The team seeks to use specialized nanoparticles and an advanced local drug-delivery strategy that penetrates tumor tissues to enhance how laser interstitial thermal therapy (LITT) targets tumor cells while significantly reducing LITT’s effect on surrounding normal cells.

In addition to serving as a BIOE faculty member, Huang is a member of the oncology program at the University of Maryland Marlene and Stewart Greenebaum Cancer Center, and he has been elected to the American Society for Photobiology (APS) council. Huang is known for his efforts to engineer light-activatable materials that generate photochemistry with specific, tunable characteristics, and to understand the photochemical effects at the interface between biological systems and nanoscale materials. Examples of his contributions include photodynamic priming and multi-functional, tumor-activatable nanocarriers, which have helped to advance the field of photodynamic therapy. His research group is currently exploring the application of photodynamic priming — a sub-lethal, photochemistry-based strategy — to study physiological barriers to drug delivery, immune tolerance, and molecular drug resistance in cells and living animals.

For glioblastoma, tumor recurrence is nearly universal at the current time, and the median patient survival rate of around 15 months has not significantly changed in 20 years. Brain invasion by cancer cells, limited drug delivery, and treatment resistance render the cancer virtually untreatable with current surgical, chemotherapy and radiation therapy approaches.

In their research, Huang and colleagues are working to trap light and generate heat in nanometer scale particles, to better target heat within the cancer cells. This method allows converting light into heat to damage cancer cells and minimize damage to surrounding tissue.

In advanced ovarian cancer, invasive cells often spread within the peritoneal cavity. The resulting infection produces fluid that can slosh when people walk, generating physical stress in the abdomen that can cause more aggressive cancer.

The research team is targeting the epidermal growth factor receptor (EGFR), a biomarker present in most ovarian cancer tumors.
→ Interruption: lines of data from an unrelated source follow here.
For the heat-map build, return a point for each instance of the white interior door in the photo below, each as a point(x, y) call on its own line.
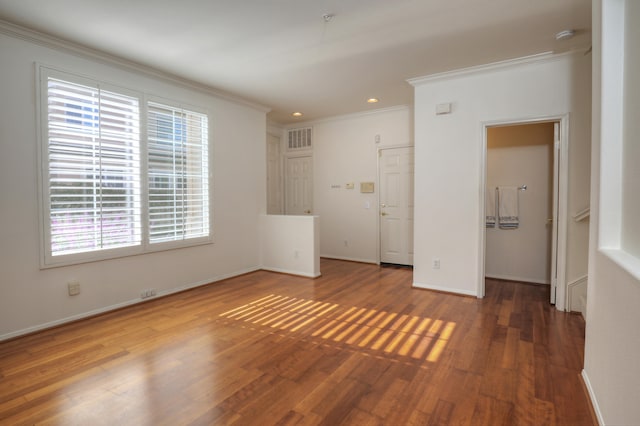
point(554, 219)
point(274, 176)
point(299, 186)
point(396, 172)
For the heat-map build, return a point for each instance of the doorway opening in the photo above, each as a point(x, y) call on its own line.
point(525, 171)
point(396, 181)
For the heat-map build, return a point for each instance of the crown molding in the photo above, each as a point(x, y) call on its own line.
point(349, 116)
point(85, 52)
point(500, 65)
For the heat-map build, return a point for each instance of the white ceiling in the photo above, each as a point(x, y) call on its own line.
point(282, 53)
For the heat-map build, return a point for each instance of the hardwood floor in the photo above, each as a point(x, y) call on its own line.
point(355, 346)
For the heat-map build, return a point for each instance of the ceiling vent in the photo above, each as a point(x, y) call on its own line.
point(299, 139)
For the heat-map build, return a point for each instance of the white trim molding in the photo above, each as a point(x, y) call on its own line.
point(592, 397)
point(67, 46)
point(509, 63)
point(50, 324)
point(444, 289)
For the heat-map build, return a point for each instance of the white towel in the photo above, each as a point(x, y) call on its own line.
point(508, 207)
point(490, 207)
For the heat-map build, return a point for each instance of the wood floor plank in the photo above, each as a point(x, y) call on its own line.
point(357, 345)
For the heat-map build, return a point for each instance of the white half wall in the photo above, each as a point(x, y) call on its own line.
point(31, 298)
point(291, 244)
point(345, 151)
point(449, 154)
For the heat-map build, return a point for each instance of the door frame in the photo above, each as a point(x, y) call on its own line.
point(280, 182)
point(286, 157)
point(560, 214)
point(378, 193)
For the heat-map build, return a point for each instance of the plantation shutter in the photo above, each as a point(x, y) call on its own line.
point(178, 170)
point(93, 154)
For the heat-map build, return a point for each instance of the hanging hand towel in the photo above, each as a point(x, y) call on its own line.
point(490, 207)
point(508, 207)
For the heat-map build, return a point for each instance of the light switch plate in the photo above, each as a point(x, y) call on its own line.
point(366, 186)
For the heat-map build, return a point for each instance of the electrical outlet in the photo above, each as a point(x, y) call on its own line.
point(73, 287)
point(145, 294)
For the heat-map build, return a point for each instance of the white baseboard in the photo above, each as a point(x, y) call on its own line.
point(350, 259)
point(126, 303)
point(520, 279)
point(445, 289)
point(291, 272)
point(592, 397)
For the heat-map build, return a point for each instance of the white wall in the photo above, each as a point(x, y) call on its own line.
point(612, 344)
point(344, 152)
point(291, 244)
point(449, 153)
point(522, 155)
point(31, 298)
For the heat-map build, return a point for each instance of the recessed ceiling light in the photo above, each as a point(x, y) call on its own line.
point(565, 34)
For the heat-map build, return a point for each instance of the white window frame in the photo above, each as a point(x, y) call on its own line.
point(47, 260)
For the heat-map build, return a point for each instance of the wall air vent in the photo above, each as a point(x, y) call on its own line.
point(299, 139)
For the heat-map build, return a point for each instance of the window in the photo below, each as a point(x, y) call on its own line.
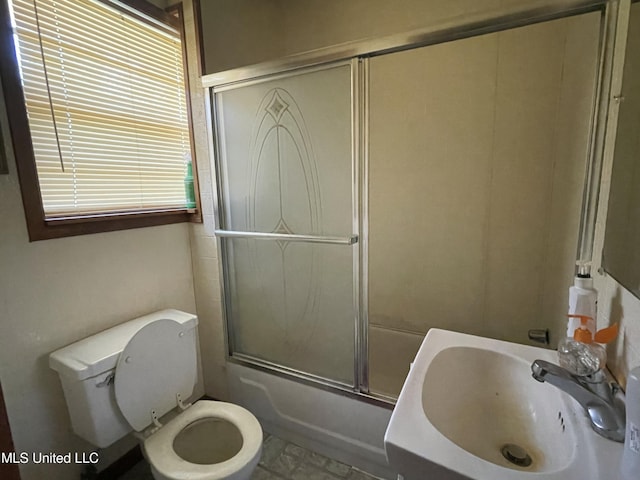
point(102, 138)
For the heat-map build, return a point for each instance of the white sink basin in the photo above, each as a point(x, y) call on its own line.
point(470, 402)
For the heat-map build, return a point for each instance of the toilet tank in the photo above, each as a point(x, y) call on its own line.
point(87, 370)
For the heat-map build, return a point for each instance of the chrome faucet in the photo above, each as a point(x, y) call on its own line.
point(594, 392)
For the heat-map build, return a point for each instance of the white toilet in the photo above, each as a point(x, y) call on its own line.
point(126, 378)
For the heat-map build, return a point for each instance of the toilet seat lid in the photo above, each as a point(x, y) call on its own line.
point(158, 363)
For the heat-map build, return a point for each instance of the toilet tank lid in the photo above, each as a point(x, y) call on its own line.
point(99, 353)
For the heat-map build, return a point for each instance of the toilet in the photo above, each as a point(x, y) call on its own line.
point(127, 378)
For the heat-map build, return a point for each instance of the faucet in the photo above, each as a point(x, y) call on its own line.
point(596, 395)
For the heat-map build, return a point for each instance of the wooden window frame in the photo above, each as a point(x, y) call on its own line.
point(40, 228)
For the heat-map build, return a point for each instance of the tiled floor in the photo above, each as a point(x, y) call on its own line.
point(282, 460)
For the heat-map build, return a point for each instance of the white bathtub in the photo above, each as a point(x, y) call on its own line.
point(340, 427)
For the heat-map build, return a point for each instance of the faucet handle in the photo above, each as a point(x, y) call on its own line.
point(539, 336)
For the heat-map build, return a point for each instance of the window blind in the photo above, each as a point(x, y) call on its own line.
point(106, 103)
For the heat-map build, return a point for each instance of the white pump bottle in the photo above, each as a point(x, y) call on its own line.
point(583, 299)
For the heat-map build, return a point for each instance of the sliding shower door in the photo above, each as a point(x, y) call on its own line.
point(288, 220)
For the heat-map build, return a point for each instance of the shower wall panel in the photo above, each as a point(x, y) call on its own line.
point(478, 151)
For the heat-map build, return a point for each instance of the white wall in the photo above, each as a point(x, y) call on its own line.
point(55, 292)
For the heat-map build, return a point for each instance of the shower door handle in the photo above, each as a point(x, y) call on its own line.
point(348, 240)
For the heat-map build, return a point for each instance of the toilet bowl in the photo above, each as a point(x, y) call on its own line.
point(128, 377)
point(208, 441)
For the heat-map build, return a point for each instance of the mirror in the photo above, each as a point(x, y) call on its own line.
point(621, 256)
point(3, 148)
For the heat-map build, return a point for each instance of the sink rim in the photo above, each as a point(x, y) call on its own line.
point(470, 369)
point(411, 439)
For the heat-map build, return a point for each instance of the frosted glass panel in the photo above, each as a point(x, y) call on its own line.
point(292, 304)
point(287, 168)
point(286, 154)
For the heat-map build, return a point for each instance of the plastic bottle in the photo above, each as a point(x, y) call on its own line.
point(188, 185)
point(583, 300)
point(630, 466)
point(585, 354)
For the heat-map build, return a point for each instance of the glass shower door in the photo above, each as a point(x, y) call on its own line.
point(287, 220)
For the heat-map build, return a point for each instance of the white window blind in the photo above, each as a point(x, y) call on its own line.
point(106, 103)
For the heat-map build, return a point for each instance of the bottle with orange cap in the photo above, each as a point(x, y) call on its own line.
point(585, 354)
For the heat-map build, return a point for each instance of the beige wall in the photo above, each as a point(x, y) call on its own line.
point(615, 303)
point(55, 292)
point(476, 179)
point(283, 27)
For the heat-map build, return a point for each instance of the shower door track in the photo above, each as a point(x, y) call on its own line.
point(349, 240)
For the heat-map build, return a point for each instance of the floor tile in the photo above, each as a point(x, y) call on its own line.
point(358, 475)
point(337, 468)
point(284, 464)
point(296, 450)
point(272, 447)
point(309, 472)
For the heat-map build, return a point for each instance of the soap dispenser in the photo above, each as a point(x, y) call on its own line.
point(630, 466)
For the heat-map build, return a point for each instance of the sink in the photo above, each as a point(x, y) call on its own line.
point(469, 408)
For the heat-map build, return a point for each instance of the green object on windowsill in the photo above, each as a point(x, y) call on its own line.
point(188, 187)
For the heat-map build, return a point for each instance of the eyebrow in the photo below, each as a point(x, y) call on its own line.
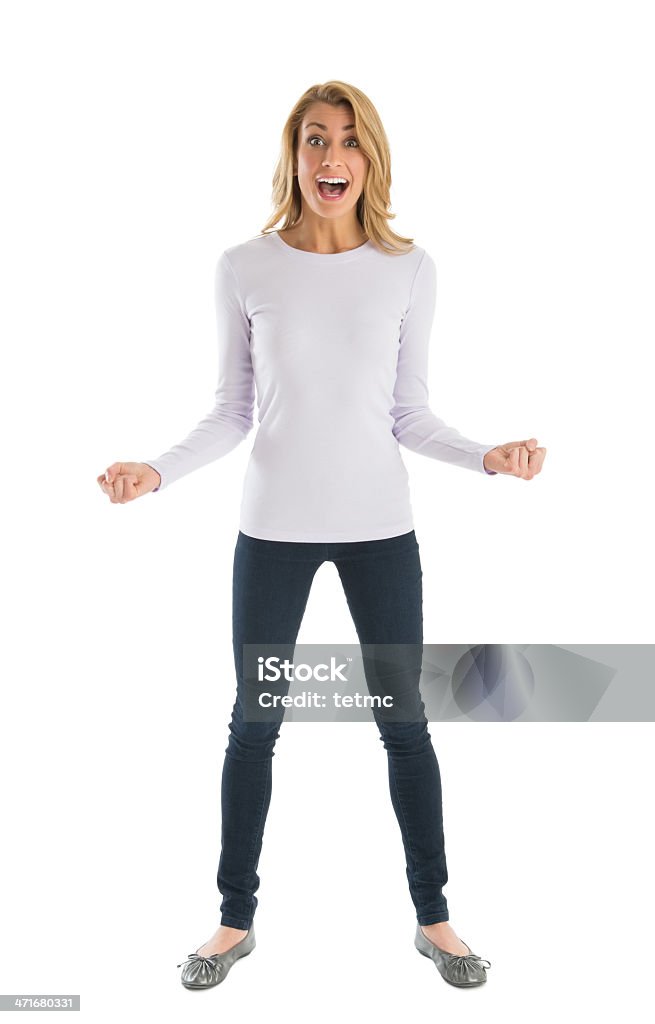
point(324, 128)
Building a nanoformation to detect and image cancer cells and the harmful proteins that poke out of their surfaces, they will use this particle to bind with a cancer cell and activate different light colors to switch on and off treatment.

Optimally, this procedure takes place after a surgeon removes the bulk of tumors, said Huang.

“Toward the end of a surgery, we’ll use the nano particle to do a surgical bed cleaning: detect, image, and treat,” he noted. “We anticipate this approach will also make the subsequent radiation or chemotherapy more effective for the patient.”